May 12, 1952
Professor A. R. Todd, F.R.S.
University Chemical Laboratory
Pembroke Street
Cambridge, England
Dear Alex:
I am glad to have your letter of 6th May. Ava Helen and I are still feeling very disappointed that we could not have our
visit in England. I must say that I am astounded that the State Department should have refused me a passport, after I had
pointed out clearly that the visit to England was to be purely for scientific purposes - especially since the principal reason
for the trip was to take part in the Royal Society discussion meeting. We hope that the present situation will not continue
into the future, and that we shall be able at some future time to visit you.

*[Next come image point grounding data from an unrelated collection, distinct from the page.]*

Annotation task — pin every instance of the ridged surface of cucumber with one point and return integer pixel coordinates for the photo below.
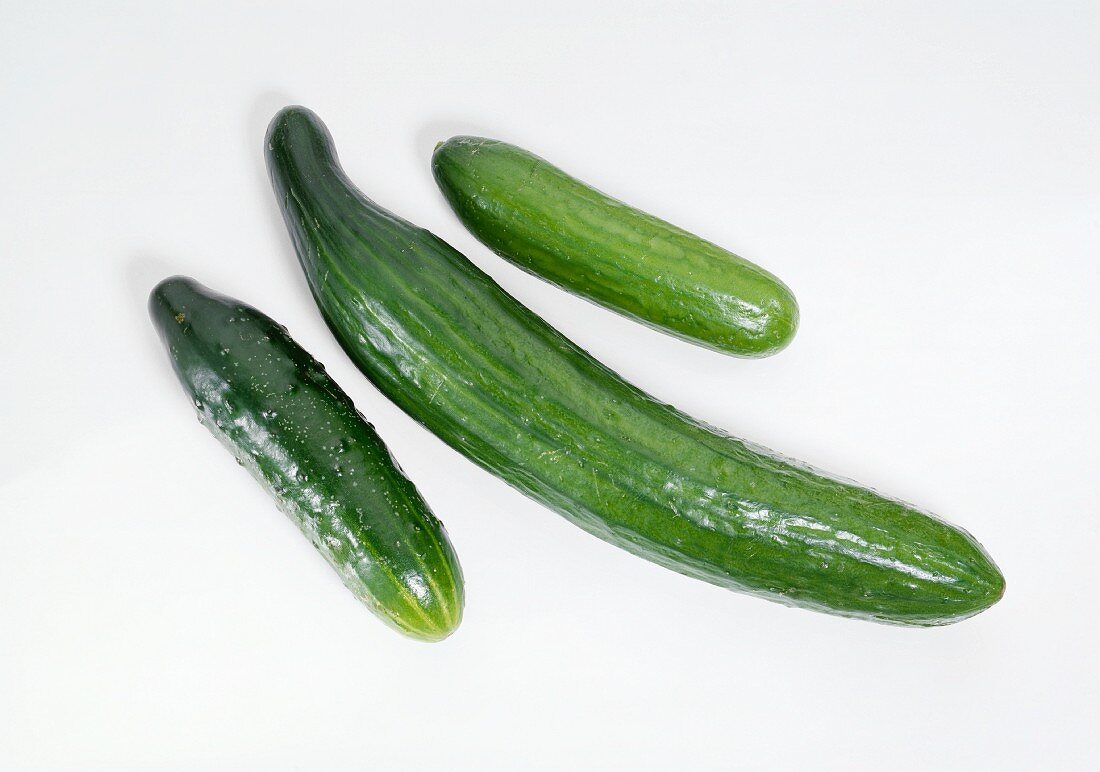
(498, 384)
(276, 409)
(556, 227)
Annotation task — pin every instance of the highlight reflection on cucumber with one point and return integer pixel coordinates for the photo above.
(498, 384)
(277, 410)
(556, 227)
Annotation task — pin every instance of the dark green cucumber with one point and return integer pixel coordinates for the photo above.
(556, 227)
(503, 387)
(277, 410)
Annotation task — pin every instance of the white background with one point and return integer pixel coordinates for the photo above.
(924, 175)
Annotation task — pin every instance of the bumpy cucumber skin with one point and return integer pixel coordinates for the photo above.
(276, 409)
(498, 384)
(556, 227)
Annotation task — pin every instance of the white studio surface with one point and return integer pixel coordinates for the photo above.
(924, 176)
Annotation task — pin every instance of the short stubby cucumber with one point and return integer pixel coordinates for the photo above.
(277, 410)
(556, 227)
(498, 384)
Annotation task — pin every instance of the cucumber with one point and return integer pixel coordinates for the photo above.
(556, 227)
(499, 385)
(277, 410)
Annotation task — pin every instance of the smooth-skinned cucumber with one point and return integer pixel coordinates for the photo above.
(498, 384)
(277, 410)
(562, 230)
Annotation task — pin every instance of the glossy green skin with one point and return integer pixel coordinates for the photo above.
(556, 227)
(503, 387)
(277, 410)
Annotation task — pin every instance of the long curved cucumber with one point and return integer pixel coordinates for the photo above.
(556, 227)
(277, 410)
(498, 384)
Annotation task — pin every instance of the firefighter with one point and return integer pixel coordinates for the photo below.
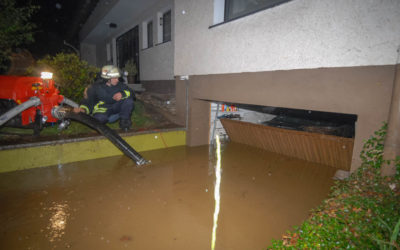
(108, 99)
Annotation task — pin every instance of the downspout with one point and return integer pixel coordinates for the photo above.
(392, 141)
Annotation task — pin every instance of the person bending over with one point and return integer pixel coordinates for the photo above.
(108, 99)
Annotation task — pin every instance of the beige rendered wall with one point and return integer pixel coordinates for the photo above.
(294, 35)
(333, 56)
(364, 91)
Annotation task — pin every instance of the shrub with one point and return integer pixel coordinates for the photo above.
(361, 213)
(71, 74)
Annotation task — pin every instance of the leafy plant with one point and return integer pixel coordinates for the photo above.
(361, 213)
(71, 74)
(15, 28)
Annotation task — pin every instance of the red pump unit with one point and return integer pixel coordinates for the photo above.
(20, 89)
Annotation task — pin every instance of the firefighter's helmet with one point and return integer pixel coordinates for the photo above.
(110, 71)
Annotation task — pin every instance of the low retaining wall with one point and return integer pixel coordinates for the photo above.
(329, 150)
(61, 152)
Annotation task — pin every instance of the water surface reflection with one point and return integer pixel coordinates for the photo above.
(111, 204)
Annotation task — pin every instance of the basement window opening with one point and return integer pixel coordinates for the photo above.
(329, 123)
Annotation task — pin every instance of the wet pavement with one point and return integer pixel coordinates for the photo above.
(112, 204)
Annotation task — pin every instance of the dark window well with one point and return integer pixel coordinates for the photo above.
(149, 34)
(167, 26)
(238, 8)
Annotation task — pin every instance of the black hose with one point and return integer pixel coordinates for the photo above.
(109, 133)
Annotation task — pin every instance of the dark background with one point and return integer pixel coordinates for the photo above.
(58, 21)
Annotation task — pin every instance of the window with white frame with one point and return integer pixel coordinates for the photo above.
(227, 10)
(166, 24)
(149, 34)
(164, 27)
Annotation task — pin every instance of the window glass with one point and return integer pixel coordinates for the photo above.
(238, 8)
(128, 49)
(149, 34)
(167, 26)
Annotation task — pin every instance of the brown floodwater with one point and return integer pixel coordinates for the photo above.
(110, 203)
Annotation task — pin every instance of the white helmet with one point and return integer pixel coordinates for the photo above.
(110, 71)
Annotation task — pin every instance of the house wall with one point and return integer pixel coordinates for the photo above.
(88, 52)
(333, 56)
(156, 63)
(295, 35)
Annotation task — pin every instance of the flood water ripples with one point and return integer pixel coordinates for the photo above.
(110, 203)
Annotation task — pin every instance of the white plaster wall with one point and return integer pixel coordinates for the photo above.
(156, 63)
(298, 34)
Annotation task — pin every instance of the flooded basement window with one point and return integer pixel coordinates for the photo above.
(330, 123)
(110, 203)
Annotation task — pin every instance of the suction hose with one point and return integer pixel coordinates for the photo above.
(104, 130)
(34, 101)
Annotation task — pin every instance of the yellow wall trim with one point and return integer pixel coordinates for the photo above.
(61, 153)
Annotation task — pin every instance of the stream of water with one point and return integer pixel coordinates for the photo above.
(110, 203)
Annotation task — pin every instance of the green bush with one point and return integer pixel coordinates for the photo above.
(362, 212)
(71, 74)
(16, 29)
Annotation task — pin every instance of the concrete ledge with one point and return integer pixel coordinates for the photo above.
(61, 152)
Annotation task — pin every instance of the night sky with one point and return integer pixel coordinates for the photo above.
(58, 20)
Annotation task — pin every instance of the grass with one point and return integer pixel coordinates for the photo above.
(140, 121)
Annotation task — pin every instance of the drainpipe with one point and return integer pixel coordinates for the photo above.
(392, 140)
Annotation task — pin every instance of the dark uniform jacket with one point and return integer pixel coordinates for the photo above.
(100, 96)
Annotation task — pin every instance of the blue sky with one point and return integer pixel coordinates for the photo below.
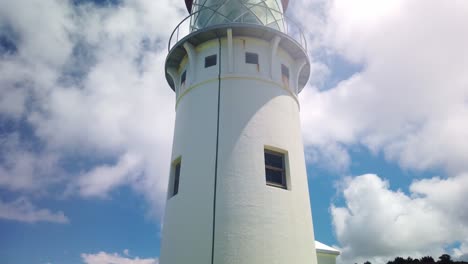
(86, 123)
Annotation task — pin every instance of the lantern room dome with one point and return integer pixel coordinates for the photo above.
(188, 4)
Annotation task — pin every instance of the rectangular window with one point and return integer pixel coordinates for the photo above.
(275, 171)
(285, 75)
(210, 61)
(251, 58)
(182, 82)
(174, 188)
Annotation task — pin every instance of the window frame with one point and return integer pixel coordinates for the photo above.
(285, 73)
(174, 181)
(284, 170)
(211, 60)
(252, 58)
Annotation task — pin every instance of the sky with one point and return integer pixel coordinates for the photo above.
(86, 125)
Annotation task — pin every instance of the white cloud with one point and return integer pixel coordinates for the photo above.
(115, 258)
(410, 99)
(378, 223)
(22, 210)
(102, 179)
(89, 82)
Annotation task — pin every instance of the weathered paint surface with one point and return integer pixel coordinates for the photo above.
(254, 223)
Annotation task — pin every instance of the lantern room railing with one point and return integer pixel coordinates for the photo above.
(277, 22)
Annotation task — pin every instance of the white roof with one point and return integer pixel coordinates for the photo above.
(322, 248)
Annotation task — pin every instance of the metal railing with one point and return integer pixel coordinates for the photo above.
(285, 24)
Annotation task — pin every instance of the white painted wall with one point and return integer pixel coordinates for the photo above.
(255, 223)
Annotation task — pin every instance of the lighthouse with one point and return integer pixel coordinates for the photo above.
(237, 190)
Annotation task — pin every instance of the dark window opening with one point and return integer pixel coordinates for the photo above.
(251, 58)
(175, 184)
(183, 77)
(275, 172)
(210, 61)
(285, 74)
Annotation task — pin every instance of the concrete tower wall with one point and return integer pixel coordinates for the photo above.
(258, 109)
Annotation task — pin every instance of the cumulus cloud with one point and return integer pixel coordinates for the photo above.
(24, 211)
(86, 82)
(408, 103)
(115, 258)
(409, 100)
(379, 223)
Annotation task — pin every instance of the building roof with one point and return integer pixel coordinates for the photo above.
(188, 4)
(322, 248)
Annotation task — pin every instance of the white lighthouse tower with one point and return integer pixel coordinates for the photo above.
(238, 186)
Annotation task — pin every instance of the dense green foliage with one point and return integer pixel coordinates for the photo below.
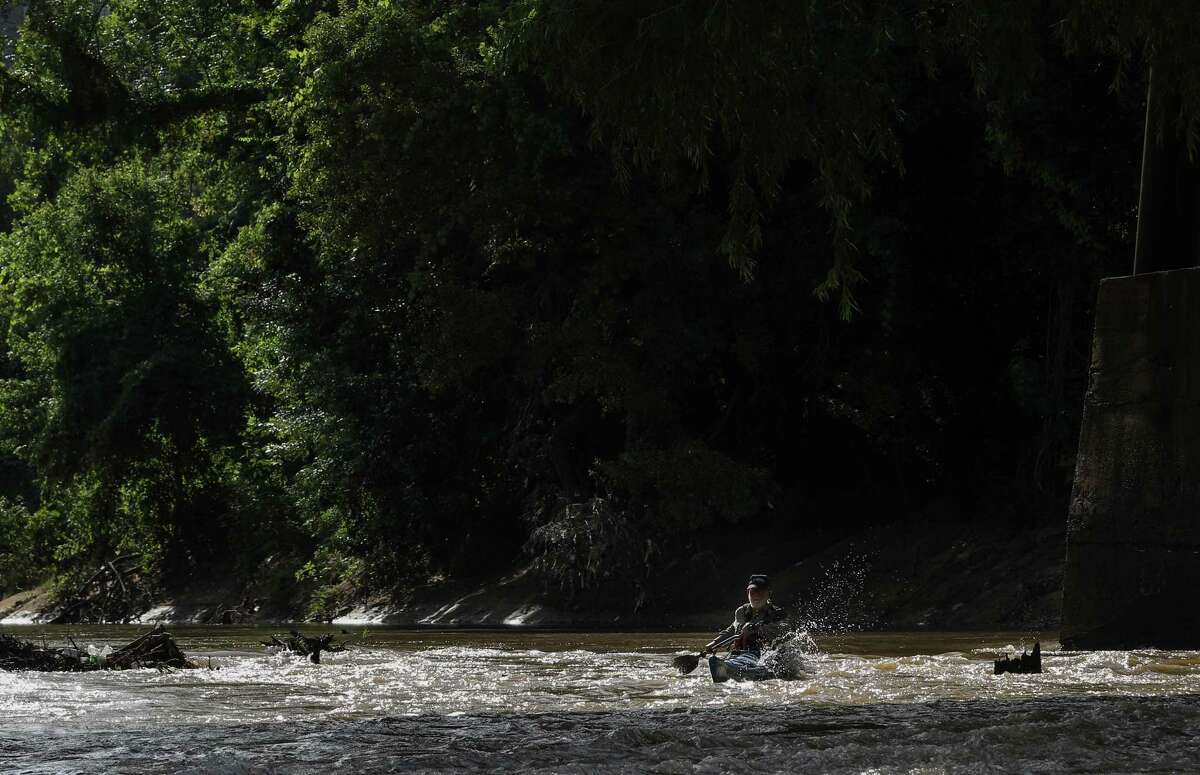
(390, 289)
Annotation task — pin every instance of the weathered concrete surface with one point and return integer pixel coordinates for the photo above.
(1133, 534)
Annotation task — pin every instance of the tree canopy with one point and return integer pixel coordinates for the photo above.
(395, 289)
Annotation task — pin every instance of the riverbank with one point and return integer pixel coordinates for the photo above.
(894, 577)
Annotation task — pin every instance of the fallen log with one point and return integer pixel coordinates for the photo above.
(154, 649)
(305, 646)
(114, 593)
(1023, 664)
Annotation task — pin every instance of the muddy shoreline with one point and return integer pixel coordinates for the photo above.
(895, 577)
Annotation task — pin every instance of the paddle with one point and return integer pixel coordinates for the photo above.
(688, 662)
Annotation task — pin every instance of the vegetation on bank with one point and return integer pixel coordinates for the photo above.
(387, 290)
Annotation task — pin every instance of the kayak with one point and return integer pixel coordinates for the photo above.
(723, 671)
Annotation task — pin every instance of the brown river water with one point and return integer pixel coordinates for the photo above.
(559, 702)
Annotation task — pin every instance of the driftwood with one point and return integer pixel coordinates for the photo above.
(1023, 664)
(154, 649)
(305, 646)
(112, 594)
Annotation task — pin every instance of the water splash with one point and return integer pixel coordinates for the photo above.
(837, 601)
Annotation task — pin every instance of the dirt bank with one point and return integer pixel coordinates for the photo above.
(897, 577)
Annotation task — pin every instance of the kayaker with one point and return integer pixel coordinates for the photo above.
(759, 623)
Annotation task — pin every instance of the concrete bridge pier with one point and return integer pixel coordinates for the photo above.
(1133, 535)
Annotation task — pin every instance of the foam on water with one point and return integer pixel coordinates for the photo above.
(606, 702)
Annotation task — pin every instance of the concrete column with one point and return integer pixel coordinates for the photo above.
(1133, 535)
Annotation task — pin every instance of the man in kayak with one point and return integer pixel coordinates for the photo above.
(759, 623)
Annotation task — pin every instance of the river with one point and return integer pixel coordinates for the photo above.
(519, 701)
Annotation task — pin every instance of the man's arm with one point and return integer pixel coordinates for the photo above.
(739, 619)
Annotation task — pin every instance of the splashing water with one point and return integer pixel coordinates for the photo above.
(605, 702)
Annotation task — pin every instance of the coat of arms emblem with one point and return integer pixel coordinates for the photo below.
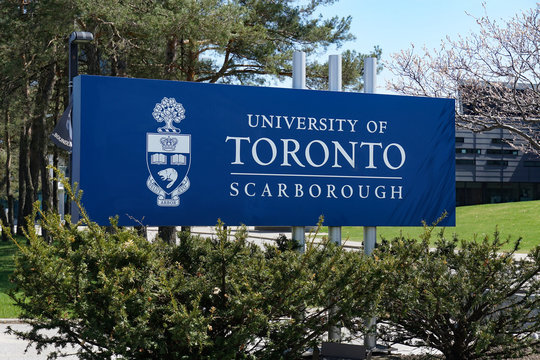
(168, 154)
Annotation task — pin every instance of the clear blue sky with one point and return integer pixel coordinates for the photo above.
(394, 25)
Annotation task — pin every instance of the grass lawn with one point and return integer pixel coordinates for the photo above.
(520, 219)
(7, 251)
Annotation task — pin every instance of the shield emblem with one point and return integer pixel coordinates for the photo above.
(168, 158)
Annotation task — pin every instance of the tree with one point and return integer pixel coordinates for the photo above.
(466, 298)
(494, 75)
(241, 42)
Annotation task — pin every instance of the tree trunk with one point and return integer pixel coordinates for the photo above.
(23, 173)
(167, 234)
(4, 219)
(9, 196)
(38, 148)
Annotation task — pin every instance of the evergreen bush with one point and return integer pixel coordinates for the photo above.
(465, 298)
(113, 294)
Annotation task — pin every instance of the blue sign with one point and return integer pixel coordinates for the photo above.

I am pleased to have you say that you will not allow your new government job to cripple your scientific work (I do not think
that you should call it your ordinary scientific work - it seems to me to be extraordinary).
We are only rather slowly beginning work in the field of nucleic adds and nucleoproteins, but I hope that in another year
or two the work on ordinary proteins will have progressed so far as to justify our turning our attrition largely to nucleoproteins.
Will you send me reprints of your papers on nucleic acids, especially those in which you discuss your new ideas about the
bonding?
Corey is now in England, and I hope that you will talk with him. I do not know what part of this month he plans to spend in
Cambridge, but I think it very likely that he will come to see you.
Right now we are working hard on the structure of silk fibroin. We have found a structure that, so far as the calculations
have gone yet, accounts essentially perfectly for the observed intensities of x—ray diffraction. If the remaining calculations
give as good results, we shall have, for the first time in the history of proteins, a protein structure which has been tested
by completely detailed comparison of observed and calculated x-ray intensities. Our structure involves alternation of glycine
residues and other residues, principally alanine; we have not taken into consideration the side-chain atoms other than the
β-carbon atoms.
Professor Todd
5/12/52
There is a faint superstructure, which seems to be due in the main to the presence of occasional serine residues - perhaps
every sixth residue in each polypeptide chain is a serine residue. However, it seems unlikely that the structural basis
of the superstructure, involving these rarer amino acid residues, can be determined without a great deal more work.
I enclose a copy of a statement that I made about my passport, a letter that I sent to President Truman, in an effort to get
the original decision changed, and a statement about my political beliefs that I made last year.